More importantly, when comparing within pretext task, even with one image we are able to improve the quality of conv1–conv3 features compared to full (unsupervised) ImageNet training for GAN based self-supervision (e-i). For the other methods $(\mathrm{j}-\mathrm{n},\mathrm{o}-\mathrm{s})$ we reach and also surpass the performance for the first layer and are within $1.5%$ points for the second. Given that the best unsupervised performance for conv2 is 32.5, our method using a single source Image A (Table 2, p) is remarkably close with 31.5.
更重要的是,在同一种预训练任务中进行比较时,即便仅使用单张图像,我们基于GAN的自监督方法(e-i)也能提升conv1-conv3特征的质量,优于完整的(无监督)ImageNet训练效果。对于其他方法$(\mathrm{j}-\mathrm{n},\mathrm{o}-\mathrm{s})$,我们在第一层达到并超越了其性能,第二层差距保持在$1.5%$以内。考虑到conv2的最佳无监督性能为32.5,我们仅使用单张源图像A的方法(表2, p)以31.5的成绩极为接近该水平。
Image contents. While we surpass the GAN based approach of (Donahue et al., 2017) for both single source images, we find more nuanced results for the other two methods: For RotNet, as expected, the photographic bias cannot be extracted from a single image. Thus its performance is low with little training data and increases together with the number of images (Table 2, j-n). When comparing Image $\mathtt{A}$ and B trained networks for RotNet, we find that the photograph yields better performance than the hand drawn animal image. This indicates that the method can extract rotation information from low level image features such as patches which is at first counter intuitive. Considering that the hand-drawn image does not work well, we can assume that lighting and shadows even in small patches can indeed give important cues on the up direction which can be learned even from a single (real) image. Deep Cluster shows poor performance in conv1 which we can improve upon in the single image setting (Table 2, o-r). Naturally, the image content matters: a trivial image without any image gradient (e.g. picture of a white wall) would not provide enough signal for any method. To better understand this issue, we also train Deep Cluster on the much less cluttered Image C to analyze how much the image influences our claims. We find that even though this image contains large parts of sky and sea, the performance is only slightly lower than that of Image A. This finding indicates that the augmentations can even compensate for large untextured areas and the exact choice of image is not critical.
图像内容。虽然在单源图像上我们超越了(Donahue et al., 2017)基于GAN的方法,但其他两种方法的结果更为微妙:对于RotNet,正如预期,无法从单张图像中提取摄影偏差。因此其性能在训练数据较少时表现不佳,并随着图像数量增加而提升(表2,j-n)。当比较使用图像$\mathtt{A}$和B训练的RotNet网络时,我们发现照片比手绘动物图像表现更好。这表明该方法可以从低层次图像特征(如图像块)中提取旋转信息,这起初是反直觉的。考虑到手绘图像效果不佳,我们可以假设即使是小块区域的光照和阴影也能提供关于上方方向的重要线索,这些线索甚至可以从单张(真实)图像中学习到。Deep Cluster在conv1层表现较差,但我们在单图像设置中改进了这一情况(表2,o-r)。自然,图像内容至关重要:没有任何图像梯度的平凡图像(例如白墙照片)无法为任何方法提供足够信号。为了更好地理解这个问题,我们还在更简洁的图像C上训练Deep Cluster,以分析图像对我们结论的影响程度。我们发现即使该图像包含大面积的天空和海洋,其性能仅略低于图像A。这一发现表明数据增强甚至可以补偿大面积无纹理区域,图像的具体选择并不关键。

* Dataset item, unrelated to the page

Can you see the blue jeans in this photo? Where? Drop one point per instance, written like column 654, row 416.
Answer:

Figure 2: conv1 filters trained using a single image. The 96 learned $(3\times11\times11)$ filters for the first layer of AlexNet are shown for each single training image and method along with their linear classifier performance. For visualization, each filter is normalized to be in the range of $(-1,1)$ .
图 2: 使用单张图像训练的conv1滤波器。展示了AlexNet第一层针对每张训练图像和方法学习的96个$(3\times11\times11)$滤波器及其线性分类器性能。为便于可视化,每个滤波器被归一化至$(-1,1)$范围。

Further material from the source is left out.